CHICAGO: L’Oréal Canada, the beauty company, has derived multiple benefits from working with startups to drive innovation in various areas of its business.

Martin Aubut, L’Oréal Canada’s chief digital officer, discussed this subject at the 2018 P2P Summit, an event held by the Path to Purchase Institute.

“We want to change the market with co-creation and startups,” he explained. (For more details, read WARC’s in-depth report: Startup partnerships energize L’Oréal Canada.)

Among the main areas of focus for the cosmetics giant are artificial intelligence, augmented reality and connective devices, with an emphasis on delivering a new generation of personalized, innovative beauty products and services.

“Technology has changed the consumer purchase journey,” Aubut said. “We need to make sure we seize the opportunities and prepare ourselves to give consumers what they need.”

Some of the start-up partnerships undertaken by L’Oréal Canada have yielded apps for assessing individual skin types and testing new hair styles, but have also included testing new ways of encouraging people to sample its products.

Beyond these benefits, Aubut suggested that the sense of urgency that is embodied by many startups can help larger organizations move at greater speed.

“There are a lot of new companies just emerging and they are really fast. They’ve got a burn rate and they know that if they don’t launch the right product in one month, they might die,” he said.

As a veteran of two startups before joining L’Oréal Canada in 2013, Aubut also highlighted the access to talent that comes with such affiliations. “I will never be able to hire these people,” he noted.

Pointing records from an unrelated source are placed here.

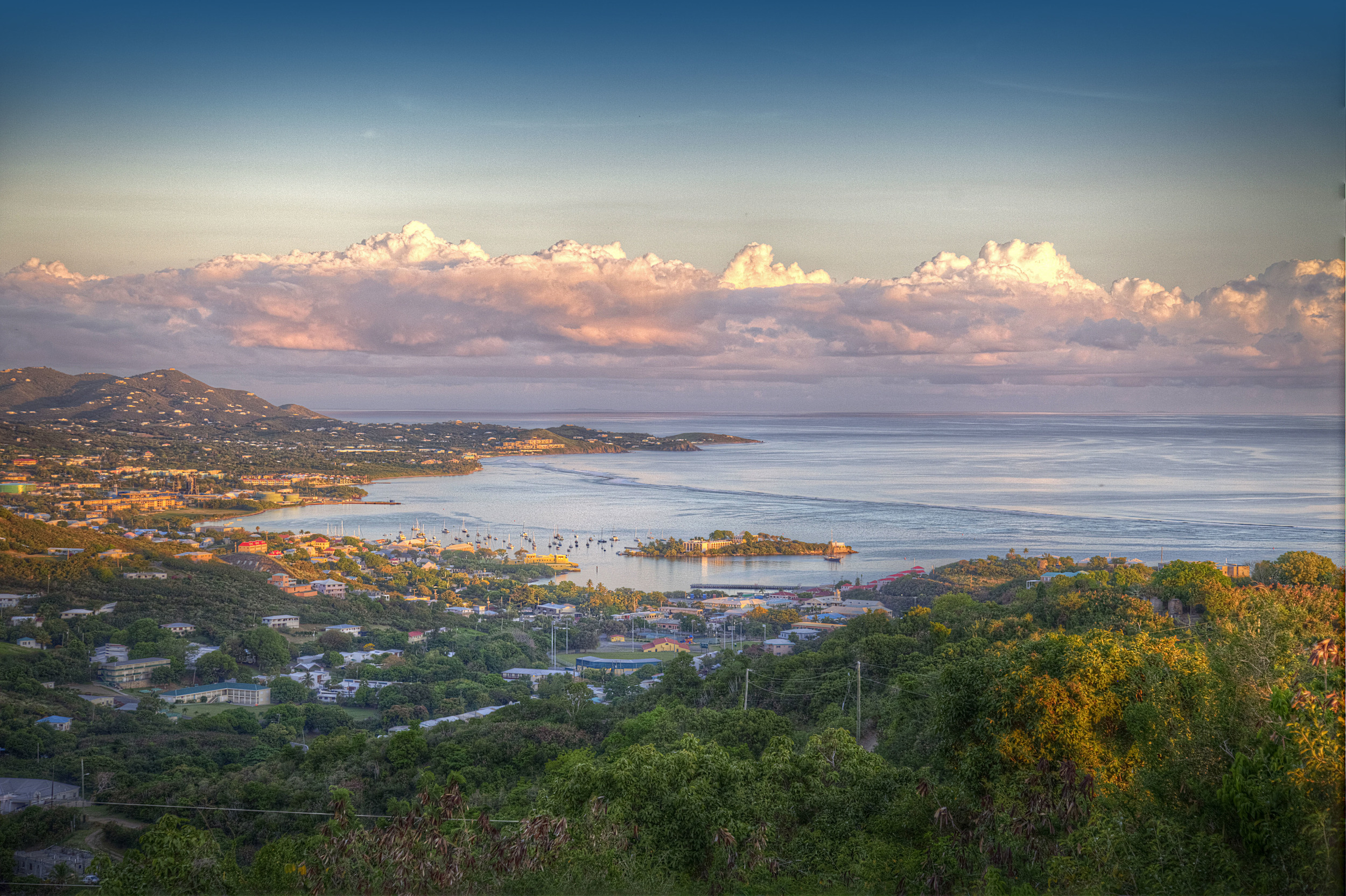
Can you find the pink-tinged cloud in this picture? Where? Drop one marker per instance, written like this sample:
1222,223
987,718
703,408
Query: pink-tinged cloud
1016,313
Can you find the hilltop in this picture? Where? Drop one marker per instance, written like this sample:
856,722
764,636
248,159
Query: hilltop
160,397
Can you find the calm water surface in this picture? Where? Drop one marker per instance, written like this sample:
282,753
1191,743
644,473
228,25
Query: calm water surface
902,489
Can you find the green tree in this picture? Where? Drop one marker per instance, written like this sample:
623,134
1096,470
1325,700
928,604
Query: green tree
171,857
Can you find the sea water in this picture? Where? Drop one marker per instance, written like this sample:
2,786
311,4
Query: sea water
901,489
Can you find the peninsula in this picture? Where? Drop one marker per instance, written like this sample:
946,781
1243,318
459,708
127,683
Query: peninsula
723,542
169,448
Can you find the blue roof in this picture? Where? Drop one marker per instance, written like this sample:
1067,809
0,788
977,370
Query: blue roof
202,689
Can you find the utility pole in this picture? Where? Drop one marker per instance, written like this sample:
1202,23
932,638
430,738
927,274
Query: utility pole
858,701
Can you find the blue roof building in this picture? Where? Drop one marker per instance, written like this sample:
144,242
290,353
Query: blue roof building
620,666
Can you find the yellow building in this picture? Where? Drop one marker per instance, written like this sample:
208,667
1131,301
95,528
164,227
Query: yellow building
661,645
560,563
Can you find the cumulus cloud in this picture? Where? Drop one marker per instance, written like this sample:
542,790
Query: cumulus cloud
1016,313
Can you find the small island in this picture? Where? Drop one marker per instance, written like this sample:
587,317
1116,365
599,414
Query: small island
723,542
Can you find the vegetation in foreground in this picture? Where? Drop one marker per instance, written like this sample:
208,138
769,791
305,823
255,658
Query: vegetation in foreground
1060,739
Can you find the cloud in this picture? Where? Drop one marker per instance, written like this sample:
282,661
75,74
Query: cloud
1014,314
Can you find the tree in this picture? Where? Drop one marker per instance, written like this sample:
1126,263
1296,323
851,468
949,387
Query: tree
171,857
287,690
216,666
268,646
1305,568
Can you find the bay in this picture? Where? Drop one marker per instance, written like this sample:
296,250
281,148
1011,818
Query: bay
902,489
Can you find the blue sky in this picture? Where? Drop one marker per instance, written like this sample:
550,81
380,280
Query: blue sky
1186,146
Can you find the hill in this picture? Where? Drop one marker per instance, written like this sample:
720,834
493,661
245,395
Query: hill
166,397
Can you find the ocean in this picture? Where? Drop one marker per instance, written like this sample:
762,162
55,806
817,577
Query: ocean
901,489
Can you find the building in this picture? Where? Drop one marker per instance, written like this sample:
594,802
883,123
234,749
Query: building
665,645
534,676
229,692
20,793
111,654
560,563
41,863
620,666
329,587
130,673
60,723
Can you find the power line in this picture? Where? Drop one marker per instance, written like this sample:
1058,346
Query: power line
276,812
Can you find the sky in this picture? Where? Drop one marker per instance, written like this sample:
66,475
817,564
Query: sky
1021,208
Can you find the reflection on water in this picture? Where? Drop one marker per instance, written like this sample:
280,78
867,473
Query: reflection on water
902,489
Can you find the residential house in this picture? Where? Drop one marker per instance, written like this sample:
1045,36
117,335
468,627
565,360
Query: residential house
228,692
131,673
329,587
665,645
42,863
60,723
620,666
111,654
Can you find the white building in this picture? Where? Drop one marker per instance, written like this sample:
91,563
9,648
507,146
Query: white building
329,587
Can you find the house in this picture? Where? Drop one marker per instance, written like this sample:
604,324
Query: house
41,863
111,654
229,692
329,587
620,666
60,723
534,676
20,793
665,645
131,673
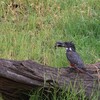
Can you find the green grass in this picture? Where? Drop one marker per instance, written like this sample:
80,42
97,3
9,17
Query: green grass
31,30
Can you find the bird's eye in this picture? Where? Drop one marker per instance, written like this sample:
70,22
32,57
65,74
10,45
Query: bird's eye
66,48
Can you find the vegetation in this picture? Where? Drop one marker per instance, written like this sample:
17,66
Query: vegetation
29,30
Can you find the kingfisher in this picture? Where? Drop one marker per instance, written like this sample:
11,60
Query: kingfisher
73,57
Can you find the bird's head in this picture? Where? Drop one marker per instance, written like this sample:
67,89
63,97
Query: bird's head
70,46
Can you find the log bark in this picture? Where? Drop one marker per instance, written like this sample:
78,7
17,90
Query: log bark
18,77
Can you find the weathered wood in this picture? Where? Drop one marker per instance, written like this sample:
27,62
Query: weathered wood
17,77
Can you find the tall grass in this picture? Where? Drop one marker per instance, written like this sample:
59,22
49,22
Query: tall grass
30,29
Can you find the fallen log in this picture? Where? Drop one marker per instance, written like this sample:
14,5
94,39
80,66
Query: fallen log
17,77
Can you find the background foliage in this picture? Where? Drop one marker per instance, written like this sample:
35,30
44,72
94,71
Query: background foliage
30,28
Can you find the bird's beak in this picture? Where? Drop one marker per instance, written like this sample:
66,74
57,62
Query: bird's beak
59,44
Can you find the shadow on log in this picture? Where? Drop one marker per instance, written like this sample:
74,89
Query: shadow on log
17,77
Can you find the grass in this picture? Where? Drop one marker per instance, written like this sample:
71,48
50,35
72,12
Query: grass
30,30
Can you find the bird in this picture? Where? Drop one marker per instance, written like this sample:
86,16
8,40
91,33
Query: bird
73,57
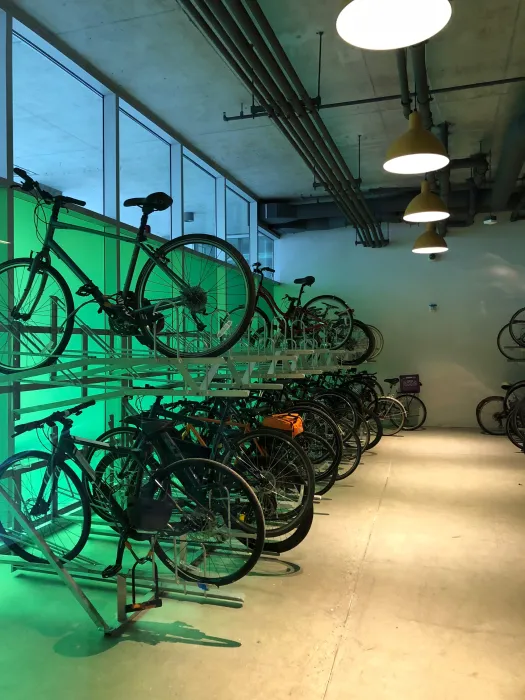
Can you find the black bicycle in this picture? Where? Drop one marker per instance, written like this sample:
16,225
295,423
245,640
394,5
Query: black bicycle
194,297
196,513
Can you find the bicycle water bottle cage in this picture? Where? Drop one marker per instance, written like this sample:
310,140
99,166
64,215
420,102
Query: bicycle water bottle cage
148,514
86,290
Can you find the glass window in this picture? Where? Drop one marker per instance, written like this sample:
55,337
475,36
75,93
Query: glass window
58,126
265,248
145,167
238,222
199,199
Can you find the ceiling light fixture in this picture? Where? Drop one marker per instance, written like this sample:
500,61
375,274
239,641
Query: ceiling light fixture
416,152
382,25
430,242
426,206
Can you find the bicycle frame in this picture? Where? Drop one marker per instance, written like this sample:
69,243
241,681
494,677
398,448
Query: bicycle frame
90,288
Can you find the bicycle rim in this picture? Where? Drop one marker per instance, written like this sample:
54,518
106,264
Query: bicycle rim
64,517
40,339
208,312
214,513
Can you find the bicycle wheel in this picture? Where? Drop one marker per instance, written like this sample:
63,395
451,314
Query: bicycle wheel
360,345
329,319
279,472
391,413
318,421
514,429
214,512
491,415
507,346
416,411
203,289
515,394
54,502
517,327
379,342
44,320
375,427
284,543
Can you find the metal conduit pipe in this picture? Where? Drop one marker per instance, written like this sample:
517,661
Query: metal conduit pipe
444,178
303,122
222,42
402,70
253,83
218,13
324,138
419,65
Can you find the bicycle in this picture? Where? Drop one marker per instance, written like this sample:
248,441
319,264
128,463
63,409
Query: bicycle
273,464
194,296
203,503
325,321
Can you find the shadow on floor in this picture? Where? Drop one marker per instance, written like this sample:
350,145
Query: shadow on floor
80,644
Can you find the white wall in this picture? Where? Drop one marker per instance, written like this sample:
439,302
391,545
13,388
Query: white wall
477,285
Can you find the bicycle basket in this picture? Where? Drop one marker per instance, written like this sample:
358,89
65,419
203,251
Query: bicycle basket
290,422
191,450
147,513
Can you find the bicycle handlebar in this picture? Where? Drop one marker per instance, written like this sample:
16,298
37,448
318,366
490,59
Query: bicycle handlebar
56,417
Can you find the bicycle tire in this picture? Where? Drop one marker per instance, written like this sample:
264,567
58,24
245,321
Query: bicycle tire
248,556
517,328
500,416
411,400
361,353
285,543
248,302
376,429
68,323
385,414
350,315
320,419
85,520
256,469
513,434
379,342
507,350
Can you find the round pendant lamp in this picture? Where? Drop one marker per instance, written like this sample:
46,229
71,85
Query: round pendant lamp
382,25
426,206
416,152
430,242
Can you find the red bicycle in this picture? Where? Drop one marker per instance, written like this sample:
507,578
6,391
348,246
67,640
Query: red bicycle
324,321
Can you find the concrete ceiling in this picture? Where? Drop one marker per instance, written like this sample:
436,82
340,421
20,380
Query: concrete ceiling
151,49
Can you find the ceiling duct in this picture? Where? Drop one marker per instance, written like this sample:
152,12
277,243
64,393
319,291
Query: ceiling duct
510,164
233,33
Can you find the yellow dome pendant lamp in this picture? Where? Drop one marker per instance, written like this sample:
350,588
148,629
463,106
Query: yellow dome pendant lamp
417,151
382,25
430,242
425,207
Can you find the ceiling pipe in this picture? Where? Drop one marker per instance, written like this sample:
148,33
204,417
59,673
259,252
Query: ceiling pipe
444,177
510,163
287,117
423,98
207,23
402,71
325,137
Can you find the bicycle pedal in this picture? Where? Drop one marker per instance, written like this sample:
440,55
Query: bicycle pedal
147,605
111,571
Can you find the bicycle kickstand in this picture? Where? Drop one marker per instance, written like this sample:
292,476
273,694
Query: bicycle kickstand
156,601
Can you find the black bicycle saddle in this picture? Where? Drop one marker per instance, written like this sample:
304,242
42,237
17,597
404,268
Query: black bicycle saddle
158,201
306,281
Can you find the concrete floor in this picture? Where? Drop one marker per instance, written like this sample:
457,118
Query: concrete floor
412,587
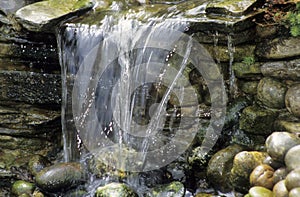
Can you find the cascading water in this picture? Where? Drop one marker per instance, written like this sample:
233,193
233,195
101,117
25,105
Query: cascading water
127,100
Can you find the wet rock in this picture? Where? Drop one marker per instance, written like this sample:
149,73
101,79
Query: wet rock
22,187
209,37
249,87
243,164
233,112
262,176
45,15
292,180
173,189
271,162
278,144
38,193
279,174
291,158
251,141
115,190
229,7
75,193
23,143
263,31
20,119
258,191
282,69
37,163
220,165
46,53
29,87
290,126
295,192
279,49
59,176
292,100
247,71
271,93
257,120
221,53
279,189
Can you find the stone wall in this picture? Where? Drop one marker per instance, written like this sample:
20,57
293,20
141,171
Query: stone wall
30,98
259,63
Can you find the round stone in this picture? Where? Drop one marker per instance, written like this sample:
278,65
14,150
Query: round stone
258,191
279,174
291,159
292,100
295,192
278,143
292,180
22,187
243,164
279,189
262,176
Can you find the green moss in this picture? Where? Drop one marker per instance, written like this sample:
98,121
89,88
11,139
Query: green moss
69,5
293,21
249,60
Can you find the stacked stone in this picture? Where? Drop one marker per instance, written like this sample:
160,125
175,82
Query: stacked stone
30,98
269,76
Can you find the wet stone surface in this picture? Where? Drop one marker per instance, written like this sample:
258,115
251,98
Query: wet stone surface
282,69
45,15
60,176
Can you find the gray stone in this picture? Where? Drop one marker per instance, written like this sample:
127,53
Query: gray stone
279,49
271,93
173,189
262,175
248,71
28,51
282,69
292,180
291,158
222,54
45,15
249,87
292,100
257,120
29,87
229,7
59,176
211,37
115,190
19,119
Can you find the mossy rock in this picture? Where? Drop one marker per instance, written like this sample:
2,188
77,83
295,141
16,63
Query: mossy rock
115,190
257,120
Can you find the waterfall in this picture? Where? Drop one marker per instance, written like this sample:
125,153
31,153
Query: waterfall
127,99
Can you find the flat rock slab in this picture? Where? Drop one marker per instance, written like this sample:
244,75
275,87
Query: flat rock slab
44,15
279,49
232,7
282,69
29,87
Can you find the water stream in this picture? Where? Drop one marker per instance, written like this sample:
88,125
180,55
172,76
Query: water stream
127,99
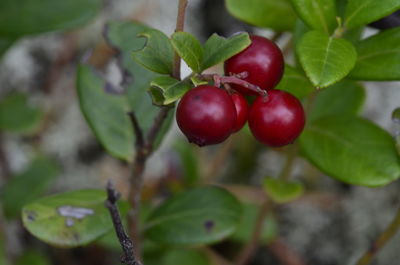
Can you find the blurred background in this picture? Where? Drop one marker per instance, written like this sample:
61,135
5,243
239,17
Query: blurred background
333,223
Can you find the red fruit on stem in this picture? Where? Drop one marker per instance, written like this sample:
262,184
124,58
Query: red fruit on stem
262,60
277,119
206,115
242,109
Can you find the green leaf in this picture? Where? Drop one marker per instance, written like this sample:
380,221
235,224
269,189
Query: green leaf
189,49
295,83
167,90
362,12
18,18
218,49
196,217
277,15
157,55
325,59
17,114
68,219
121,36
245,229
28,185
317,14
282,191
352,150
33,257
5,43
343,98
185,256
3,253
106,114
378,57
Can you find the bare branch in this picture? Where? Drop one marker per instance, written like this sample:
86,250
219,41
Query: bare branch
128,257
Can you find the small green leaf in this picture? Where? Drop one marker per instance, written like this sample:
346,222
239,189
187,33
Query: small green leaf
166,90
343,98
282,191
218,49
33,257
68,219
245,229
18,18
317,14
378,57
362,12
352,150
189,49
121,35
196,217
28,185
325,59
198,81
18,115
295,83
157,55
274,14
185,256
106,114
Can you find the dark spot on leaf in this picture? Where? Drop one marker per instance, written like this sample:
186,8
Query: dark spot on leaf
209,225
76,236
31,215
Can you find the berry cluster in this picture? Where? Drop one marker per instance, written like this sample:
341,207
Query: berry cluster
208,115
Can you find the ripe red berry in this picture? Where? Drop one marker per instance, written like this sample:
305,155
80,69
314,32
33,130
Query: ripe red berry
241,107
277,119
262,60
206,115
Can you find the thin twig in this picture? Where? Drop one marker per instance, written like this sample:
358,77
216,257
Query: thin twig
137,129
142,153
250,248
128,257
381,241
180,23
5,166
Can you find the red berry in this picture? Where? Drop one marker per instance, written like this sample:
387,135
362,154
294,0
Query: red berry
241,107
277,119
262,60
206,115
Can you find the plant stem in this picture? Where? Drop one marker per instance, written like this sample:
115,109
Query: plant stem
126,243
250,248
145,146
291,154
381,241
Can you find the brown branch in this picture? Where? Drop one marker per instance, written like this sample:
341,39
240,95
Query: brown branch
180,23
137,129
142,153
246,254
381,241
128,257
284,253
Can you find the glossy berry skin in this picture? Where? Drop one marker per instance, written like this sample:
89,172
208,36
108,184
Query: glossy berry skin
262,60
242,110
276,120
206,115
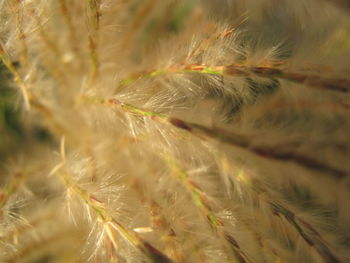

One vital component of making these tie-ups work, he argued, is securing internal buy-in: “You need to mobilize your troops around it, making sure that you will spend time to scope perfectly what you want to do and create a context to win.”

Additionally, adopting a test-and-learn ethos is essential. “It will not be perfect at once but at least you test your hypotheses for your business model,” said Aubut.

Equally, it is important to allocate a meaningful budget to these efforts. “You don’t go half [measures] on this,” Aubut said. “You go big or go home.”